Buyers often value a target company using a market-based multiple of EBITDA (earnings before interest, taxes, depreciation and amortization) or a present value model such as discounted cash flows or discounted residual income. Legal due diligence may provide other useful information about events that have affected historical earnings or events that may affect expected future earnings, cash flows or residual income. This due diligence information can be useful to the buyer to create a more robust valuation of the target transaction. Legal due diligence is important for many reasons, but most importantly, to make informed business decisions. While a list of important questions leads directly to the heart of due diligence issues, there are two potential problems with this approach. First, if a materiality level has been established, there may be a risk of neglecting significant issues that may not have a quantifiable impact on the business or that may have an impact that is not measured solely in dollars. Possible examples are critical issues that are strategic, cultural or reputational in nature. Second, a list of key questions may not be very user-friendly in itself, as the questions may not be clearly understood without a more detailed explanation of their fuller context.
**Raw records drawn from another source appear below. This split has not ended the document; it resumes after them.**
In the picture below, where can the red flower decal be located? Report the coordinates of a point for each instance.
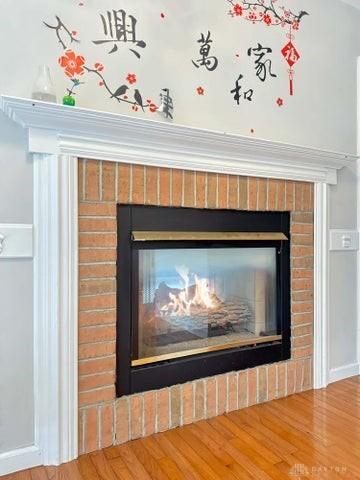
(99, 67)
(238, 10)
(72, 63)
(131, 78)
(267, 19)
(252, 16)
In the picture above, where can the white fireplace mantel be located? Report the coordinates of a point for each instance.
(58, 129)
(57, 136)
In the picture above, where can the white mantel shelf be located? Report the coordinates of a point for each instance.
(62, 130)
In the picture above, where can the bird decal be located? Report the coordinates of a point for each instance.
(138, 99)
(120, 91)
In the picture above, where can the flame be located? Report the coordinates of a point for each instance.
(192, 297)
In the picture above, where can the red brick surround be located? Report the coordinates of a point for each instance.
(105, 420)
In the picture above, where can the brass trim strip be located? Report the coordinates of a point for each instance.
(214, 348)
(149, 236)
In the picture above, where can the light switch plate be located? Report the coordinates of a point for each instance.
(344, 240)
(16, 241)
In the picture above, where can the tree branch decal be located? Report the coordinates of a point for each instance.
(266, 11)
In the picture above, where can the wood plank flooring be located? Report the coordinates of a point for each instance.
(310, 435)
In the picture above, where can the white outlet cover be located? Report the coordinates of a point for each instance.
(344, 240)
(16, 241)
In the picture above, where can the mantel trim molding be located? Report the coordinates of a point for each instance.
(57, 129)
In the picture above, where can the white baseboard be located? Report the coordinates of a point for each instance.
(20, 459)
(340, 373)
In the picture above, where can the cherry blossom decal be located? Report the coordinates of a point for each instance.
(75, 67)
(270, 14)
(267, 12)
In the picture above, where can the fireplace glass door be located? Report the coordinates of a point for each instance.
(196, 300)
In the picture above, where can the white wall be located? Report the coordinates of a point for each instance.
(343, 316)
(322, 113)
(16, 318)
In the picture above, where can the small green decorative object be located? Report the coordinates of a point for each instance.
(69, 100)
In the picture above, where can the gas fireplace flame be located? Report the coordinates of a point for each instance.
(193, 297)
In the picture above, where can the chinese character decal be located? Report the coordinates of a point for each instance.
(75, 66)
(209, 62)
(263, 65)
(119, 27)
(247, 95)
(270, 14)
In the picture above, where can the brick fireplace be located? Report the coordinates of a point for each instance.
(105, 420)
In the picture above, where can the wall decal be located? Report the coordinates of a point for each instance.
(166, 104)
(262, 67)
(209, 62)
(75, 66)
(291, 56)
(119, 27)
(236, 91)
(131, 78)
(271, 14)
(265, 11)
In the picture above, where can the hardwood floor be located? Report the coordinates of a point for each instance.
(310, 435)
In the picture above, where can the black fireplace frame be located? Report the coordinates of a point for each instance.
(170, 372)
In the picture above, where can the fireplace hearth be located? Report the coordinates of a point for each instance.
(200, 292)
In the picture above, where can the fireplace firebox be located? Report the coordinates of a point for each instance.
(200, 292)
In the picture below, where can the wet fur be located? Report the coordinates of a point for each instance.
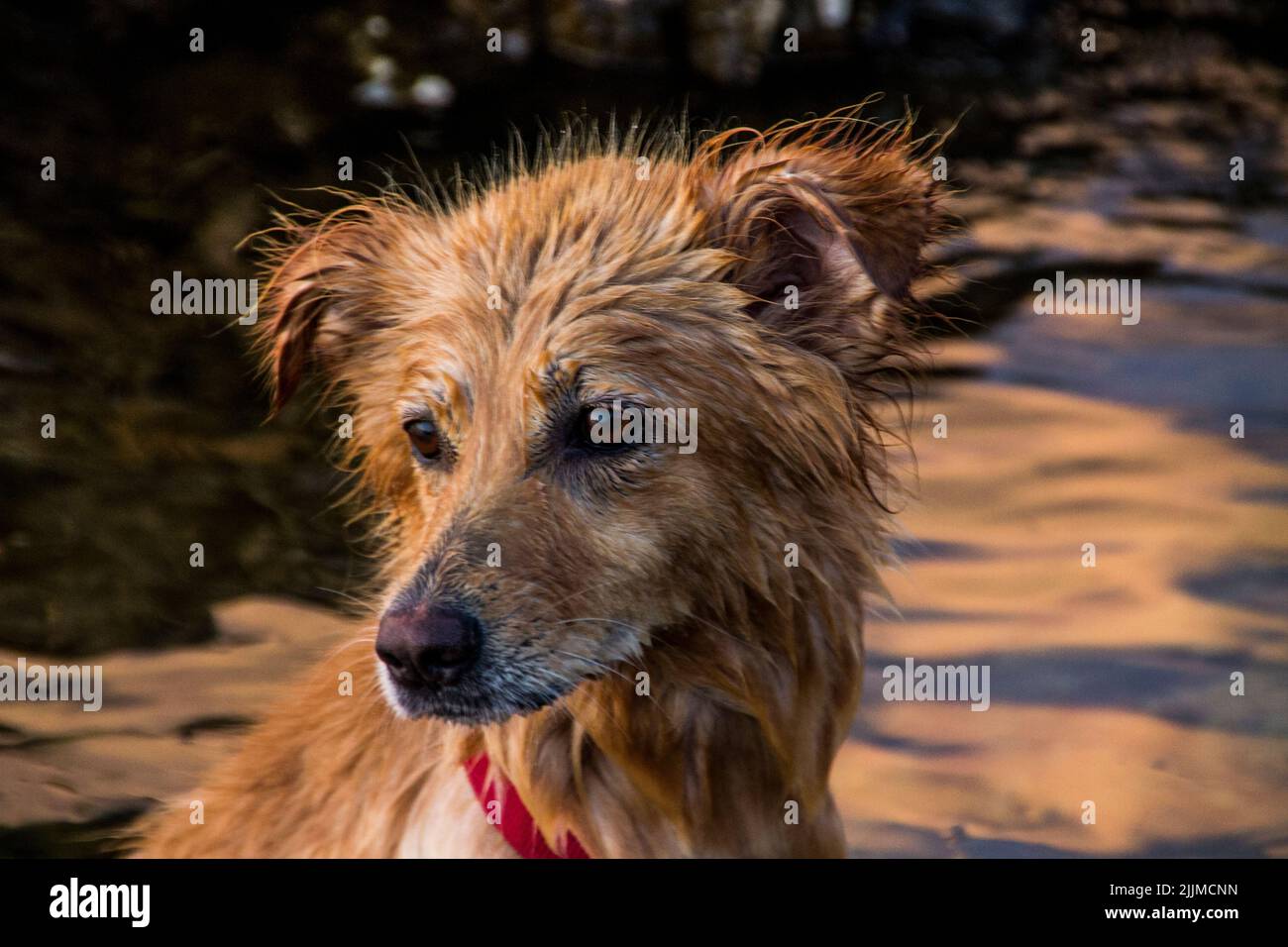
(669, 290)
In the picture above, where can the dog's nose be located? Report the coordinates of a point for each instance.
(428, 646)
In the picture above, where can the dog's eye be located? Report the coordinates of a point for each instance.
(424, 438)
(592, 431)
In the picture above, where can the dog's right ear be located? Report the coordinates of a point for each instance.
(317, 298)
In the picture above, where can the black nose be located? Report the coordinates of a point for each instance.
(428, 646)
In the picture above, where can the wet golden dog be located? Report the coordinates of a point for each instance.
(660, 651)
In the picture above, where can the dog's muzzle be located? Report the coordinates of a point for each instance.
(426, 648)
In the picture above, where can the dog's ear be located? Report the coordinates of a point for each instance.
(317, 300)
(831, 208)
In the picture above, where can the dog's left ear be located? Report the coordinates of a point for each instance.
(816, 208)
(317, 299)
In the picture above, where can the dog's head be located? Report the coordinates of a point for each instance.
(595, 401)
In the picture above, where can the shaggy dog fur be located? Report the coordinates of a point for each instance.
(760, 277)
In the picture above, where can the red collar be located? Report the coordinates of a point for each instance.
(514, 821)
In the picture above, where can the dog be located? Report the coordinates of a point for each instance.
(592, 646)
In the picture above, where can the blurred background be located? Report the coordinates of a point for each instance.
(1109, 684)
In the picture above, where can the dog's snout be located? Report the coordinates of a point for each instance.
(428, 646)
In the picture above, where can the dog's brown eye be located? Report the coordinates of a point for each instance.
(424, 440)
(593, 431)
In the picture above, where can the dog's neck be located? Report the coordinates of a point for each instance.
(725, 751)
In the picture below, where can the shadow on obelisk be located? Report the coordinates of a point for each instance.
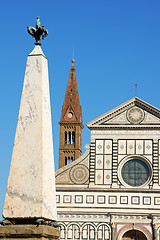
(30, 203)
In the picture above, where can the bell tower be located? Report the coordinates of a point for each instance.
(70, 144)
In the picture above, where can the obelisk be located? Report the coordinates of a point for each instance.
(30, 195)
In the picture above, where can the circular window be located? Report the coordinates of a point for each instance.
(135, 172)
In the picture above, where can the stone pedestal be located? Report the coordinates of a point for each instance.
(33, 232)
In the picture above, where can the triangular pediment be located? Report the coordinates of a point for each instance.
(134, 112)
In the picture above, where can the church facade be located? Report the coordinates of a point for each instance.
(112, 191)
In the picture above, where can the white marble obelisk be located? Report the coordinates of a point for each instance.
(31, 183)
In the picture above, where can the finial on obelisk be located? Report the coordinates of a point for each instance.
(38, 32)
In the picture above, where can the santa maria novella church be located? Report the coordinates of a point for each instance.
(112, 191)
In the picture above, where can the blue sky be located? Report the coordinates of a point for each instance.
(116, 44)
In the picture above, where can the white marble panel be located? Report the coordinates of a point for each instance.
(148, 146)
(150, 158)
(139, 147)
(130, 147)
(122, 147)
(107, 161)
(120, 157)
(107, 176)
(99, 161)
(108, 146)
(31, 183)
(99, 146)
(99, 177)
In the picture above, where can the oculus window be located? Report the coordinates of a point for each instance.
(135, 172)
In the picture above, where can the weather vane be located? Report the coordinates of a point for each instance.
(136, 89)
(38, 32)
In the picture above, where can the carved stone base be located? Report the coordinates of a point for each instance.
(22, 232)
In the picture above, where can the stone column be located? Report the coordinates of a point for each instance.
(30, 202)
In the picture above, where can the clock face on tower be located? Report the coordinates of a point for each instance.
(135, 115)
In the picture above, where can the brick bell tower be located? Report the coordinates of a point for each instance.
(70, 144)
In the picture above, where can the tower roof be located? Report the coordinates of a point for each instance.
(71, 110)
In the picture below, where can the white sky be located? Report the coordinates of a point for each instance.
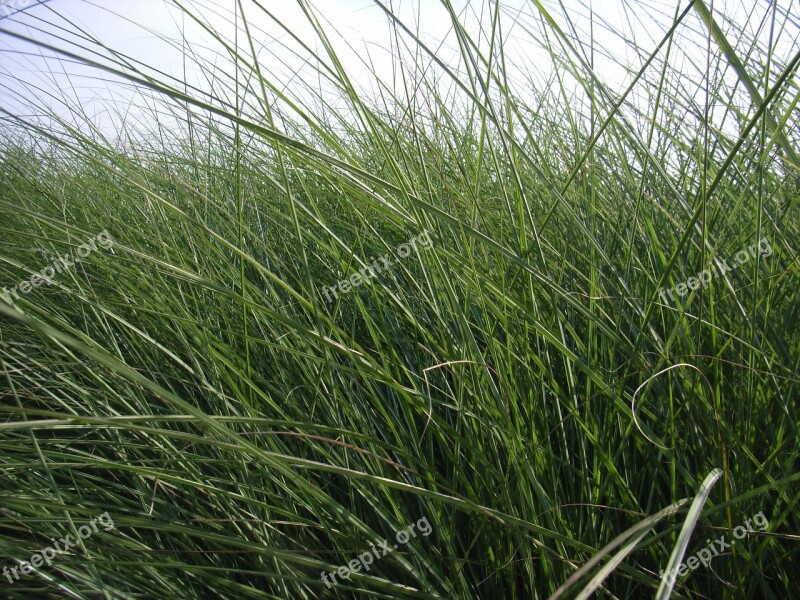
(135, 28)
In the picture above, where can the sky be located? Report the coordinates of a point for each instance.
(156, 33)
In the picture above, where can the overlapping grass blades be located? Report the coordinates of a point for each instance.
(246, 435)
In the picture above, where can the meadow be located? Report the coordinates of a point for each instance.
(519, 385)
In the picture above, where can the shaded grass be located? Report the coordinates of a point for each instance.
(245, 435)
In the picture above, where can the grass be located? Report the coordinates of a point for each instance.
(520, 384)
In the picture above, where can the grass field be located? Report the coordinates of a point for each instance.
(579, 379)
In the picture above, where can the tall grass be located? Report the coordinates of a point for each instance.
(521, 384)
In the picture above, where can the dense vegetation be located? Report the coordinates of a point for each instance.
(524, 384)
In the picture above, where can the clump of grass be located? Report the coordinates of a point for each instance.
(245, 435)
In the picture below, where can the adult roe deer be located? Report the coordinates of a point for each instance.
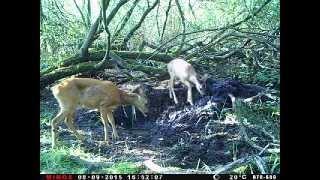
(93, 94)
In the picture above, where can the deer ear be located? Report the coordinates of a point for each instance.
(138, 89)
(204, 77)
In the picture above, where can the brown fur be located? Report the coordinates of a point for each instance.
(93, 94)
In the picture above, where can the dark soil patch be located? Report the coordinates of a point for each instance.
(181, 133)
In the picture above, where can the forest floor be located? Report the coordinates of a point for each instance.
(182, 138)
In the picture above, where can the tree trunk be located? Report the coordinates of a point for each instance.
(90, 37)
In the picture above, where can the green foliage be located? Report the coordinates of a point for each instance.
(124, 168)
(60, 161)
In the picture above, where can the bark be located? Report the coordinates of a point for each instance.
(97, 56)
(165, 21)
(81, 14)
(90, 37)
(51, 77)
(183, 28)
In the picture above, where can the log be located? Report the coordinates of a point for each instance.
(59, 73)
(97, 56)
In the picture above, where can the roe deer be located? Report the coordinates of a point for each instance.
(93, 94)
(182, 70)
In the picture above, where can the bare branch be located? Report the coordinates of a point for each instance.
(165, 21)
(183, 27)
(81, 14)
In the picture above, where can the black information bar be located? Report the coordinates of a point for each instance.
(158, 176)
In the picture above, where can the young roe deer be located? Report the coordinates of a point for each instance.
(93, 94)
(180, 69)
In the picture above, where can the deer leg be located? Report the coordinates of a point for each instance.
(198, 86)
(188, 84)
(70, 123)
(113, 125)
(54, 131)
(104, 119)
(171, 88)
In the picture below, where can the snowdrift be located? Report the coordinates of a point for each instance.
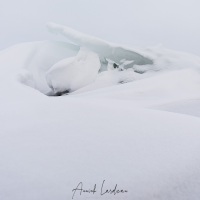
(114, 125)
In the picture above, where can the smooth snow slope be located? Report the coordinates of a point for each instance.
(49, 144)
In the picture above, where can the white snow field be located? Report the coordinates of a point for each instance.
(143, 135)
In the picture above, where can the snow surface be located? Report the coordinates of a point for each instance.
(73, 73)
(109, 131)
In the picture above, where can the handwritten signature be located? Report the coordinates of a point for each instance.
(79, 189)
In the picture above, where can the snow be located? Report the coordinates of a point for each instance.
(73, 73)
(105, 130)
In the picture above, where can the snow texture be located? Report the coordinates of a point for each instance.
(142, 135)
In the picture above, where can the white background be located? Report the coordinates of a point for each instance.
(173, 23)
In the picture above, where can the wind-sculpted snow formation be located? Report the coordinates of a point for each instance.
(121, 134)
(55, 68)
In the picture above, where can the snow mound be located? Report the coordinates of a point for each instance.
(105, 49)
(73, 73)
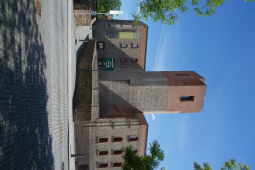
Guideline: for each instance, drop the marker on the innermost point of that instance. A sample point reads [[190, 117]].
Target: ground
[[35, 84]]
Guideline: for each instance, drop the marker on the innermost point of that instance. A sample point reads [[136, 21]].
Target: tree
[[166, 10], [107, 5], [148, 162], [231, 164]]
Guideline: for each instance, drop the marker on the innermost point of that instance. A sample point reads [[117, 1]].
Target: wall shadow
[[25, 142]]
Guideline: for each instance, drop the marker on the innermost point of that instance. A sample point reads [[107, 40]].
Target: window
[[115, 25], [116, 164], [102, 140], [123, 35], [134, 60], [102, 165], [132, 138], [187, 98], [113, 34], [129, 35], [182, 74], [123, 60], [127, 26], [134, 45], [102, 153], [123, 45], [116, 139], [117, 152], [100, 45]]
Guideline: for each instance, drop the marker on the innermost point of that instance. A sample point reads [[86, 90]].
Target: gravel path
[[33, 85]]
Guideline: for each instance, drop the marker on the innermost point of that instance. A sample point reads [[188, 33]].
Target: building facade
[[125, 93]]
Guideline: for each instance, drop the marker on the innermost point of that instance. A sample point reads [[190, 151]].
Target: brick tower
[[152, 92]]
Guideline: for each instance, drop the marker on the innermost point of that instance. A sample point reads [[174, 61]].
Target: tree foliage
[[231, 164], [148, 162], [107, 5], [167, 11], [205, 166]]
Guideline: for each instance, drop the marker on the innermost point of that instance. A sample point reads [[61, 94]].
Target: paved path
[[35, 93]]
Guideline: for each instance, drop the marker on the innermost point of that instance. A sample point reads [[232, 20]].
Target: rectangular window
[[187, 98], [102, 139], [117, 152], [182, 74], [127, 26], [132, 138], [102, 153], [129, 35], [134, 45], [102, 165], [123, 35], [113, 34], [100, 45], [123, 60], [123, 45], [134, 60], [116, 139], [115, 25], [116, 164]]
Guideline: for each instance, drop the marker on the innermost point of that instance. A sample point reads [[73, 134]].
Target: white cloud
[[153, 116], [168, 48]]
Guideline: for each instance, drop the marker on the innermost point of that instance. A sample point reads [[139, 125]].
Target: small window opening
[[102, 165], [102, 140], [134, 60], [100, 45], [123, 45], [117, 139], [134, 45], [117, 152], [102, 153], [132, 138], [123, 60], [116, 164], [182, 74], [187, 98]]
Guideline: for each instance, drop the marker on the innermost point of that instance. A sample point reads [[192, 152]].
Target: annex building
[[113, 92]]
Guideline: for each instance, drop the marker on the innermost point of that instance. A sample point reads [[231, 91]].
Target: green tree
[[231, 164], [205, 166], [166, 10], [107, 5], [148, 162]]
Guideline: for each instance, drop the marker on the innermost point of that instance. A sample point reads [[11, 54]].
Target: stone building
[[120, 97]]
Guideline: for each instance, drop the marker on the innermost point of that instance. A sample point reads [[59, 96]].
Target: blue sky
[[221, 48]]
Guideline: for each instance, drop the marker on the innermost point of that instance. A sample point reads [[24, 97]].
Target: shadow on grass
[[25, 142]]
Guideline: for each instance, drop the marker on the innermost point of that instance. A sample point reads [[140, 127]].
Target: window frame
[[102, 163], [98, 139], [132, 138], [117, 137], [99, 44], [101, 151], [132, 45], [134, 60], [118, 152], [118, 163], [187, 98], [123, 45]]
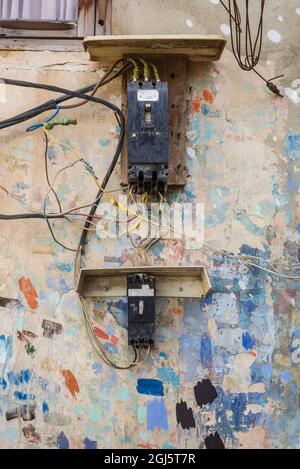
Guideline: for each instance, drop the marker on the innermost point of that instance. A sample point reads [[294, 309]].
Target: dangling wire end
[[272, 87]]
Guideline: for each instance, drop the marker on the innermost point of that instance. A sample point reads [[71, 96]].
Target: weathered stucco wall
[[243, 151]]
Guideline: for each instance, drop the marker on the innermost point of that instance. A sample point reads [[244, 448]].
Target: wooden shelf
[[171, 282], [197, 48]]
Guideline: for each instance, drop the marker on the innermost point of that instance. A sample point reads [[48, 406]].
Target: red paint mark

To address these two issues, external counsel often produce reports that include a list of significant issues in the summary and a more complete description of the documents reviewed and other issues (that may not meet the materiality threshold) downstream. Some of the details of the legal due diligence process are discussed below. The world of legal issues is too complex to be left to chance. By conducting a thorough LDD, you give your acquisition every chance to create long-term shareholder value. Definition of duty of care: The concept of due diligence in German law refers to the application of due diligence in business transactions.
Due diligence involves a careful examination of the economic, legal, fiscal and financial situation of a company or individual. These include aspects such as turnover, ownership structure and possible links to forms of white-collar crime such as corruption and tax evasion. Such an audit is necessary as soon as a company establishes relationships with business partners or plans to acquire another company or property or invest and do in real estate. Some buyers may be reluctant to exercise due diligence because they may not be able to successfully claim damages for a breach of the representation or warranty if they were aware of the relevant circumstances before signing the transaction documents. In such circumstances, it may be difficult for the buyer to prove that he has suffered damage as a result of the breach. The seller submits that the buyer should have taken this information into account at the price it was willing to pay. It is important to select external legal counsel who have extensive experience in legal due diligence and M&A transactions. Ideally, they also have relevant experience in the target company`s industry. For example, due diligence for an oil and gas exploration company is a very different exercise than due diligence for a computer software company. Any due diligence requires some understanding of the legal architecture common to each type of business.
Whether intentional or not, owners, managers, employees or researchers can influence the results of legal due diligence. This influence can affect the outcome of legal due diligence. Having recognized the value of legal due diligence, the question arises of how to do it and what tools to use. Due to the extremely complex nature of international and local economic transactions, no analytical method as such can be recommended. One approach is to ask the target organization a series of questions about its overall financial position, operational risks and risk management practices. Another method is to ask the seller to make representations and warranties in the commercial contract. The third approach is to audit the financial statements of the seller`s company, as well as examine the legal concerns associated with the transaction. The results of a legal due diligence are really only important for a buyer and the buyer`s legal counsel. It is important to determine who should review the report or rely on it to decide what type of report you need. Do you have financiers who have to rely on your external advisor`s due diligence report to make loans? Do you expect to need coverage and liability insurance, in which case the insurer will want to review the report and possibly rely on it as well? To ensure that only one type of report needs to be produced, it would be important to understand from the outset how the report should be used.